-
Notifications
You must be signed in to change notification settings - Fork 72
parathaa
PARATHAA - Preserving and Assimilating Region-specific Ambiguities in Taxonomic Hierarchical Assignments for Amplicons
PARATHAA is a tooled used for the taxonomic assignment of representative amplicon sequences that takes into account the uncertainty associated with using specific variable regions/primers. PARATHAA does this by 1) generating new primer-trimmed phylogenetic trees from reference marker genes such as the 16S rRNA gene and 2) determining the optimal phylogenetic distances within that tree for taxonomic labeling. PARATHAA then can use this tree to assign taxonomy to query sequences by aligning and placing those sequences into the new primer-trimmed reference database.

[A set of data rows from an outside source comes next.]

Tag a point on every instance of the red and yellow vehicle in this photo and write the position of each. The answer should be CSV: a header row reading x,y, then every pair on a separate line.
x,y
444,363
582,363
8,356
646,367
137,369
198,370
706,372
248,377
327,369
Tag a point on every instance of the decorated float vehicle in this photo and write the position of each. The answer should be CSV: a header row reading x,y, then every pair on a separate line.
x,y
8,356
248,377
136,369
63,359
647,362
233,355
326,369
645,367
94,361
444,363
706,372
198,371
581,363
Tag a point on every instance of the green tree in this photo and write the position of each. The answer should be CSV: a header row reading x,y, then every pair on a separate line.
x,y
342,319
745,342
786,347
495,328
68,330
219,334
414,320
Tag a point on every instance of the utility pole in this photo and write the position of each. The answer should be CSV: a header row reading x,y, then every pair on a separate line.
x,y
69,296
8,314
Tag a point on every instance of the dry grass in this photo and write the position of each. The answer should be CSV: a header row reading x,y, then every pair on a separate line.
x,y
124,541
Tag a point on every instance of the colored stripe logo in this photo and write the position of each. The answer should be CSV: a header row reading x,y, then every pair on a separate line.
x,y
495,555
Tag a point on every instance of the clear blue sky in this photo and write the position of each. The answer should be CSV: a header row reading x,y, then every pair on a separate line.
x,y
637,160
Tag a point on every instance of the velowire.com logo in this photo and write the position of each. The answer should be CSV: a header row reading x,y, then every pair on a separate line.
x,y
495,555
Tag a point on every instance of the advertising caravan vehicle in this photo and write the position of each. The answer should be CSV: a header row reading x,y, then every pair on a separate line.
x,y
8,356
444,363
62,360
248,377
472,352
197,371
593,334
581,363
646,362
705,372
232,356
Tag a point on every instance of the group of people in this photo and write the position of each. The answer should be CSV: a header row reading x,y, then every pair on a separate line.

This tutorial will go over the basic usage of PARATHAA when applied to 16S rRBA genes and is split into two sections:
The first step in PARATHAA is to generate a phylogenetic tree of primer-trimmed sequences with taxonomically-labeled internal nodes. PARATHAA accomplishes this in the following way:
- Takes an input reference alignment set and trims those alignments to only the regions amplified by the given primer set.
- Uses the newly trimmed sequences to generate a phylogenetic tree using FastTree.
- Determines the optimal phylogenetic distance cutoffs for each taxonomic group based on the original full length reference taxonomy.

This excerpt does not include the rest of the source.